Euro Zone: Glass Half Empty or Full?
It’s a gloomy business being gloomy and it gets me down.
Markets may have risen substantially since the market low in March 2009 but there’s still no shortage of doom sayers out there.
They soberly point out that we have just spent two years shuffling debt around the global economy, point to inherent weaknesses in a fractional banking system and evoke metaphors involving deck chairs and large ocean liners.
Take the response to the euro zone’s bailout plans last Friday morning.
The initial market response was a sigh of relief with modest gains for risk assets but there were negative voices aplenty.
As one CNBC viewer put it last week: "The problem with the world today is that everyone is so negative".
I have never been a natural pessimist so here are some snippets of positive reaction to keep your half-full glasses topped up.
Holger Schmieding at Berenberg Bank extols the virtues of the plan, calling it a major deal.
He likes the fact that the private sector role has been settled, the periphery will benefit from longer debt maturities and lower rates, the plan reduces contagion risk by allowing preventative interventions by the EFSF (European Financial Stability Fund) and the fiscal outlook for Greece will be cushioned.

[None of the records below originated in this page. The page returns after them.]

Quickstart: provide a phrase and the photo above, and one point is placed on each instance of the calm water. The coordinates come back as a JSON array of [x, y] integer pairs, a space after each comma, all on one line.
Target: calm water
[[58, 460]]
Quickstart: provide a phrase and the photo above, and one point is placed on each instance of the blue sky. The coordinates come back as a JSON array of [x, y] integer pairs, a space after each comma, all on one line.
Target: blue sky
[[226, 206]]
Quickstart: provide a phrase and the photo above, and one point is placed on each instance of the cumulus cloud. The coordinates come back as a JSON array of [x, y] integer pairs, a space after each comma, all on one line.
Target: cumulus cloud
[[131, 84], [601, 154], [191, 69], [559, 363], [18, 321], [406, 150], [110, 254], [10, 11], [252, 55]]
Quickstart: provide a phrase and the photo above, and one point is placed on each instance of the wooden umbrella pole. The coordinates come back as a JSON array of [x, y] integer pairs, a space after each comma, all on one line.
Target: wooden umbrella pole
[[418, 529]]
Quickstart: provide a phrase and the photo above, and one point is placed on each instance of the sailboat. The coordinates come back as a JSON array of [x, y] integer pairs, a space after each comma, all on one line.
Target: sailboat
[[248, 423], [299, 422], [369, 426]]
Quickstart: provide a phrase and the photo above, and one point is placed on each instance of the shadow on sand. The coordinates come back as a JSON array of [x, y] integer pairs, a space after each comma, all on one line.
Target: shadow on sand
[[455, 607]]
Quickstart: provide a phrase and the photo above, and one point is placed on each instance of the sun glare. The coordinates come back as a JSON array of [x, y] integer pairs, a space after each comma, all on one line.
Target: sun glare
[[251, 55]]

He does acknowledge that hyper-sceptical markets may not be convinced though.
Charles Diebel at Lloyds Bank Capital Markets describes the plan as a "good start" with "no obvious large gaps".
Of course he sensibly cautions that the devil lies in the detail but he likes the increased scope and flexibility of the EFSF saying ‘in terms of providing a firebreak in the context of wider euro area contagion, this factor is considered highly significant’.
Now I don’t suggest that we should greet the plan with a renewed taste for irrational exuberance but what’s wrong with a bit of positivity? A "maybe it will actually be ok" kind of outlook.
An outlook that acknowledges its not the creation of a fully fledged euro bond, but it IS a plan, and it’s a plan for more than just Greece.
If we don’t like glass half full or empty we could call it "glass with water half way"? I suppose the danger with this attitude is that it leaves markets free to focus on the real economy.
And unfortunately talking about a mid-cycle slowdown over the last couple of weeks seems to have become a main stream rather than a niche view.
But that’s a half empty glass for another day.